THE New Year appears to have a favourable outlook for the North-East man who oversees the national weather service.

John Hirst, from County Durham, receives a CBE in the Queen’s New Year’s Honours, to mark a successful six-year stint as chief executive of the Met Office.

It follows a working lifetime in corporate management for the economics graduate, whose CV includes 19 years with ICI at Wilton, on Teesside, during which he was chief executive of two of the chemical giant’s global businesses.

Although not a meteorological expert, his business acumen has helped to cement the Met Office as a leading world science service organisation.

Although the Met Office is based in Exeter in Devon, with a workforce of less than 1,900, Mr Hirst is a world traveller for an organisation considered, along with its Japanese counterpart, as the top two global meteorological services.

His role means he is the UK’s permanent representative on the World Meteorological Organisation and its European equivalents at the forefront of forecasting weather and climatic trends.

He grew up in Durham, and was a pupil at Belmont Juniors and later the city’s Johnston School, before going on to study at Leeds University.

Prior to moving to the Met Office, he was group CEO for global electronics distribution company Farnell, during which he was once invited to ring the famous New York Stock Exchange bell to close business for the day in New York, an event witnessed by an estimated world-wide business audience of 35-million.

Mr Hirst, who is to stand down from the Met Office next year, is proud to have helped to maintain its reputation as a world-leading ‘brand’.

“It’s a jewel in the British crown. I would say we’re the best in the world by a street as a weather and climate forecasting service.

“It’s a phenomenally complicated business, processing more transactions a day than the whole of the British banking industry, locating information from round the world about the earth’s atmosphere and publishing 4.5m forecasts a day.

“In a survey of 43,500 geo-science research institutes the Met Office came out number one in the world.”
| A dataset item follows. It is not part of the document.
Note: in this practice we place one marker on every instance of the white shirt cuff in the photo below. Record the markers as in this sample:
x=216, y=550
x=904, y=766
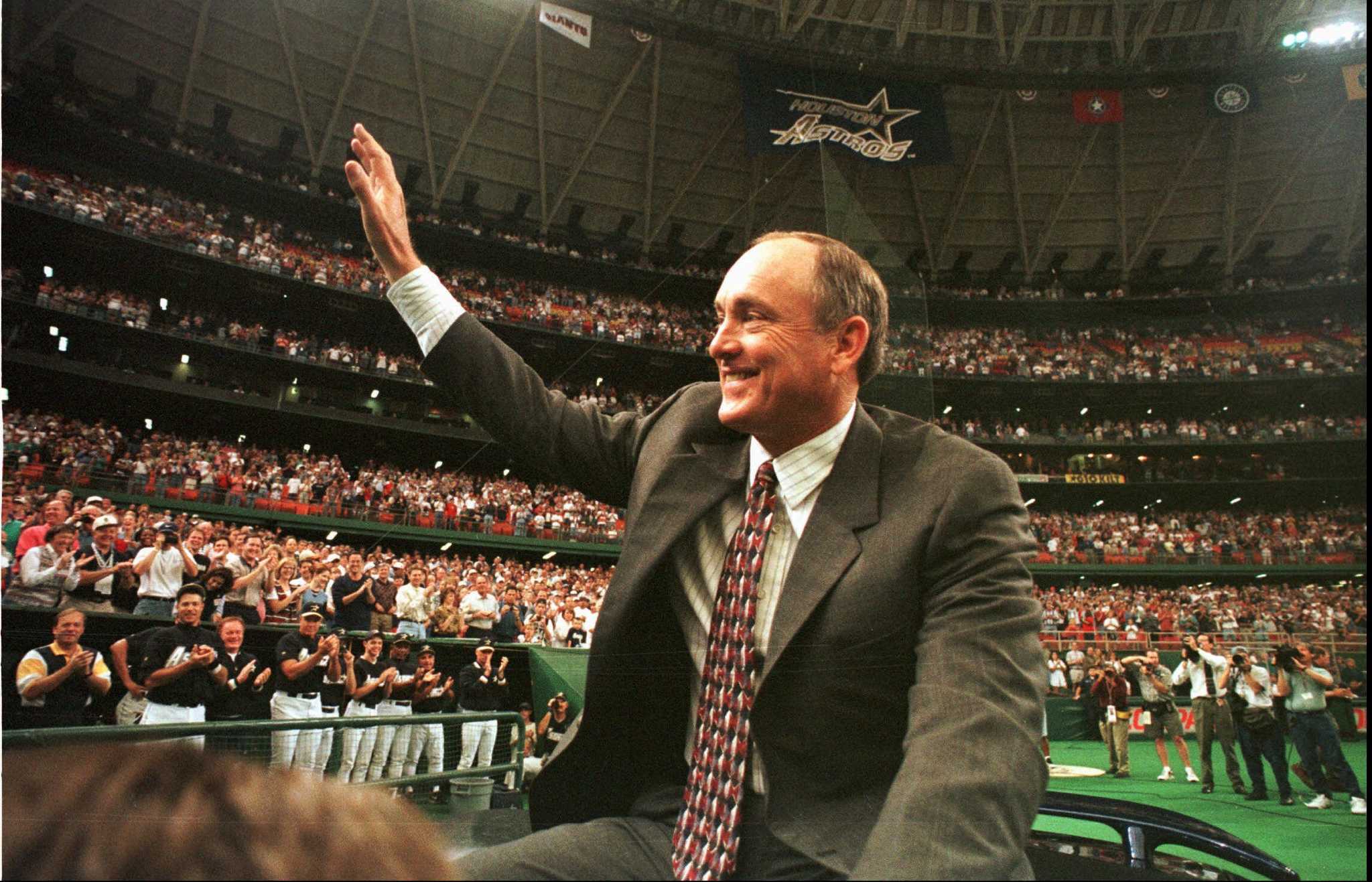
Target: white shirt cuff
x=425, y=306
News of his honour has come at a difficult time for the Hirst family, as his mother, Shirley, a former chairman of Durham Rural District Council and Belmont Parish Council, died aged 82, after an illness shortly before Christmas.

Her funeral takes place at St Mary Magdalene Church, in Belmont, Durham, on Thursday, January 2.

Mr Hirst is not the first member of his family to be honoured as his father Ray received an MBE, for services to the coal industry and local government.